One bill, championed by Rep. Nicole Macri (D-Seattle) increases the fee that the county may charge by $50 to a total of $90, giving a large boost to the amount of money that King County could collect. The bill also makes the charge permanent, removing the threat of the money disappearing quietly without future debate.
A competing bill in the Senate, sponsored by Sen. Joe Fain (R-South King County) maintains the fee at its current rate, $40, and extends it until 2027, at which point it would expire without further legislative action.
If neither bill passes, the amount that King County could assess on these real estate transactions would drop to $10 in June 2019. It sounds abstract, but the consequences for King County would be very real — roughly $20 million over two years, said King County Councilmember Joe McDermott.
“I need the renewal of document recording fee in order to continue work on homelessness,” McDermott said.

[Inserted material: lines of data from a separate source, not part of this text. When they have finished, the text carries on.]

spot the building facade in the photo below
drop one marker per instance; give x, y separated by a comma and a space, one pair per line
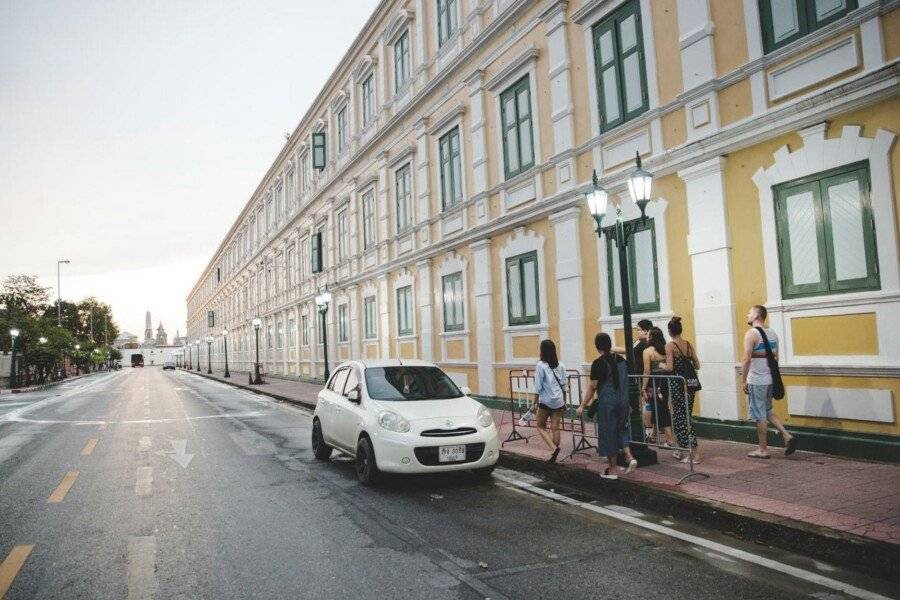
457, 138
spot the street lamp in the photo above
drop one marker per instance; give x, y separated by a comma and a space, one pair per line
639, 186
256, 380
13, 374
59, 264
225, 340
323, 299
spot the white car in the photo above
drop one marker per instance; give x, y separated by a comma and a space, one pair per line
402, 416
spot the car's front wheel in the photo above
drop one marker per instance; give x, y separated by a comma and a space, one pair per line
366, 469
321, 450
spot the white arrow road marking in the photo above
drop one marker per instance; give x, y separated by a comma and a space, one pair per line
178, 453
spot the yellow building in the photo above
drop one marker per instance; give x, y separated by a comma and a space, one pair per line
436, 187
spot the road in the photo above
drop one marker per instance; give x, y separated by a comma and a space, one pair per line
158, 484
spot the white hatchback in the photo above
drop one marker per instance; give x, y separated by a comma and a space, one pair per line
402, 416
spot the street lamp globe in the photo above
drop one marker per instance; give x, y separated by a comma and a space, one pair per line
598, 200
639, 184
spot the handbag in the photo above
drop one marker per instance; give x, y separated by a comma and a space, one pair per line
777, 383
685, 367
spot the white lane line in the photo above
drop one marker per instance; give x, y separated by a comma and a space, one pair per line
143, 484
142, 567
768, 563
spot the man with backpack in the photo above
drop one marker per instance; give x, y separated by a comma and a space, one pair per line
762, 381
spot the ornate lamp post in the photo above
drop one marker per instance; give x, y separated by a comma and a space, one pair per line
225, 339
13, 370
639, 185
323, 299
257, 323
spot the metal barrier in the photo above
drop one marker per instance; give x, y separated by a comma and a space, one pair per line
661, 389
522, 399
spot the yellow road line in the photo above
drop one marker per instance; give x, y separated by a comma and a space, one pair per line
10, 566
63, 488
89, 447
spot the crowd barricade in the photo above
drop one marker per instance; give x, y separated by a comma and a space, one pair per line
662, 388
523, 398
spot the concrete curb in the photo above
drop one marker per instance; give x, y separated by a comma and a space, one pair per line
873, 557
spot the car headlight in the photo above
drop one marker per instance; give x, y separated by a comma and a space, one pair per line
484, 416
393, 422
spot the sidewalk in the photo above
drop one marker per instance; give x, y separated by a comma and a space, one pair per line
845, 496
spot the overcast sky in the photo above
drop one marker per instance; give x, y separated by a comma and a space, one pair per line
132, 133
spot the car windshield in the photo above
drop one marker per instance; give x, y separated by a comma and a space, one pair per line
410, 383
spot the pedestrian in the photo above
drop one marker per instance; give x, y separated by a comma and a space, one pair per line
608, 386
549, 385
682, 359
643, 328
655, 390
757, 379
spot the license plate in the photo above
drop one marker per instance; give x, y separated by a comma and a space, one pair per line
452, 453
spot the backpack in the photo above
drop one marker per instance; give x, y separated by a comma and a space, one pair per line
682, 365
777, 383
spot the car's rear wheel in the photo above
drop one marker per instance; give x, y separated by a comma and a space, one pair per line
321, 450
366, 469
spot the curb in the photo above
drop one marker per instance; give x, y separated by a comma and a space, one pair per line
873, 557
256, 390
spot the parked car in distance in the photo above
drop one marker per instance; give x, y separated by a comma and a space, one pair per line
402, 416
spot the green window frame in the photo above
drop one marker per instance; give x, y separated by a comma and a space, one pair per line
403, 197
783, 21
447, 20
404, 310
523, 302
515, 119
368, 99
826, 233
643, 270
369, 328
401, 62
343, 330
620, 67
453, 302
451, 169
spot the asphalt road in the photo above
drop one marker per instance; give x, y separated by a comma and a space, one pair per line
159, 484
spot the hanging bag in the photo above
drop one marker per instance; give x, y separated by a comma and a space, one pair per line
777, 383
684, 366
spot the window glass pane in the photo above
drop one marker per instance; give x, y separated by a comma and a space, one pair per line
631, 70
803, 238
514, 282
785, 20
825, 9
846, 221
627, 34
529, 282
606, 47
610, 95
644, 268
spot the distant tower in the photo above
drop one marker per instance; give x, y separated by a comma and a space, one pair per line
148, 331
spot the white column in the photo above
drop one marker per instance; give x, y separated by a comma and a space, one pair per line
568, 286
426, 321
484, 320
384, 307
709, 247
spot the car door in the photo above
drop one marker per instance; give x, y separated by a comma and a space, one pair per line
351, 412
328, 408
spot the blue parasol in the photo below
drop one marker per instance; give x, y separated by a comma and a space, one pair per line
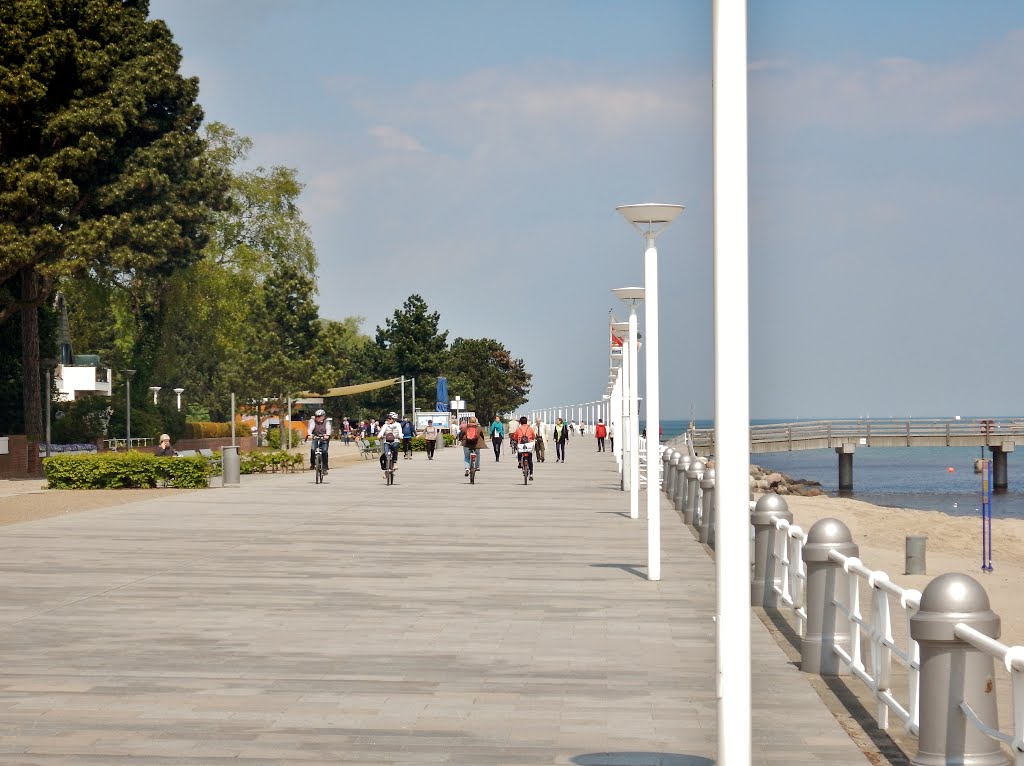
442, 400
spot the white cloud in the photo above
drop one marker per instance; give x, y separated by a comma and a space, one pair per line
389, 137
895, 94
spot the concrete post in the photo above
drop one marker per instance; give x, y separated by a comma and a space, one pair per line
765, 575
846, 466
229, 469
951, 671
914, 555
826, 626
669, 458
1000, 479
693, 475
679, 487
706, 532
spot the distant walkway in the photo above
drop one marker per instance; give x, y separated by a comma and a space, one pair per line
432, 622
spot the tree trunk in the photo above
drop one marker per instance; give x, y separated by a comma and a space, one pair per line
32, 387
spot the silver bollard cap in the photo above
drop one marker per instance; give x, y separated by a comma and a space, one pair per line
767, 506
708, 482
949, 599
828, 535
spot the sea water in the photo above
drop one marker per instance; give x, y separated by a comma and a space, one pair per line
897, 476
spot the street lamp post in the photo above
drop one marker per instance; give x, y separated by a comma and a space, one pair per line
651, 220
127, 374
627, 386
632, 296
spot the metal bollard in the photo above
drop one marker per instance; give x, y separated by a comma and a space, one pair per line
229, 470
826, 626
706, 532
951, 671
765, 576
914, 555
670, 472
666, 472
679, 486
693, 474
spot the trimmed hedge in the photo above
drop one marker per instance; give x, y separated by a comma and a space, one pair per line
207, 430
121, 470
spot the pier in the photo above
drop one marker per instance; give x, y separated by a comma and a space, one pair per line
845, 436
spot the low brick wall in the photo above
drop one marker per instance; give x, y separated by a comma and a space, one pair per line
22, 460
246, 443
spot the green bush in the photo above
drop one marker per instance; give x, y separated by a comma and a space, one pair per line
207, 430
121, 470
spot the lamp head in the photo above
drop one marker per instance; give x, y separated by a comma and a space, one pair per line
629, 295
650, 218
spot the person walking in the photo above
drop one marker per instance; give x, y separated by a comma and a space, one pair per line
471, 438
165, 450
539, 450
561, 436
497, 431
408, 431
430, 437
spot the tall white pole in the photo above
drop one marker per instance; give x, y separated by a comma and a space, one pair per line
634, 433
653, 414
731, 381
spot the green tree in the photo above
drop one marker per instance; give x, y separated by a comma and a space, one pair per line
487, 377
101, 166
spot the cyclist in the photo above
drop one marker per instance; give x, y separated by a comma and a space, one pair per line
472, 435
389, 436
318, 427
524, 433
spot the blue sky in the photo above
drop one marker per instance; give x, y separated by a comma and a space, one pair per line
474, 153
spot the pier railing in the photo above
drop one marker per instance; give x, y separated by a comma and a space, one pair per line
819, 434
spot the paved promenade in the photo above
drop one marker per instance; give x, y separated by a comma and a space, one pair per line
427, 623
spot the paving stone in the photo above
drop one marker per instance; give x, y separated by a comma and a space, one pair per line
352, 623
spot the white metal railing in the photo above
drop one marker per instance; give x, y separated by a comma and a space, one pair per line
115, 444
1012, 657
787, 548
882, 646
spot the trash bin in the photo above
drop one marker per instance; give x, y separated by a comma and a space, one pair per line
229, 466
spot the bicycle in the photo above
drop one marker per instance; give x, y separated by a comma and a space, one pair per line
318, 458
389, 463
525, 450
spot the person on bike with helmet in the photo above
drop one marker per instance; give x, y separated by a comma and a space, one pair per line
318, 427
389, 436
525, 433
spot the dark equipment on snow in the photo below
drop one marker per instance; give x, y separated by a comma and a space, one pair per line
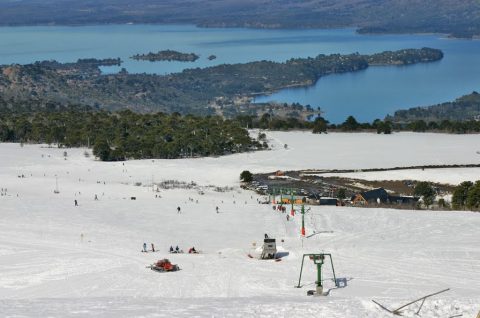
269, 248
398, 311
164, 265
318, 259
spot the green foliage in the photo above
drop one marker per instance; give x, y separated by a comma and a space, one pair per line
473, 197
191, 91
350, 124
426, 191
320, 125
460, 194
246, 176
457, 17
341, 194
129, 135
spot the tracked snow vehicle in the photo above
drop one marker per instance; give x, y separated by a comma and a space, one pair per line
164, 265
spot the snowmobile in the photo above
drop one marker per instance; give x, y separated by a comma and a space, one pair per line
164, 265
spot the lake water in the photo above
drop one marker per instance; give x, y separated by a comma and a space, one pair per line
367, 95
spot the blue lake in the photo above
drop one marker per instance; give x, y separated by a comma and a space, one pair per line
367, 95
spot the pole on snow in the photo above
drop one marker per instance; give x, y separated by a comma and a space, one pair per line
318, 259
303, 221
292, 212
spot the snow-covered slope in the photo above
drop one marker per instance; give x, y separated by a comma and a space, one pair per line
64, 261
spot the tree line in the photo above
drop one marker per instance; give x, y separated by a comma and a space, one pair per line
128, 135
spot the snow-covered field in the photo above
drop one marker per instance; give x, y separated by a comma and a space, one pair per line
58, 260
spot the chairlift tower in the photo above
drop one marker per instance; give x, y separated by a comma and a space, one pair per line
318, 259
302, 231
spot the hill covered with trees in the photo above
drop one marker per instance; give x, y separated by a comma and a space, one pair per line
214, 90
127, 135
459, 18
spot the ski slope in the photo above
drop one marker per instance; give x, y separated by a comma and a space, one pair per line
59, 260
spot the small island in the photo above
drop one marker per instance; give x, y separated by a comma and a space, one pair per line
166, 55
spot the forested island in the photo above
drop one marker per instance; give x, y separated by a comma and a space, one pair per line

The fee is the only dedicated source of funding authorized by the state to address homelessness. In 2016, King County raised $8.5 million through the measure, the majority of which was then used by All Home to fund its various programs and grants.
Although both bills at minimum preserve the status quo, the senate bill also creates a tax exemption for housing projects that make at least 25 percent of the units affordable to people making no more than 60 percent of the area median income and forces counties to change the way they assess the amount of land suitable for building housing and other projects, known as a buildable land report.
That last provision has received pushback, primarily from less populous counties that believe the new requirement would be expensive and staff may not have the capacity to execute.
McDermott was circumspect about the buildable land report, saying that he wants a “realistic” report that doesn’t cater to builders or preservationists. His focus, however, remains the document recording fee.
“I’m optimistic,” he said. “But I’m concerned enough that I’m working the issue, and taking the time to talk to you about it.”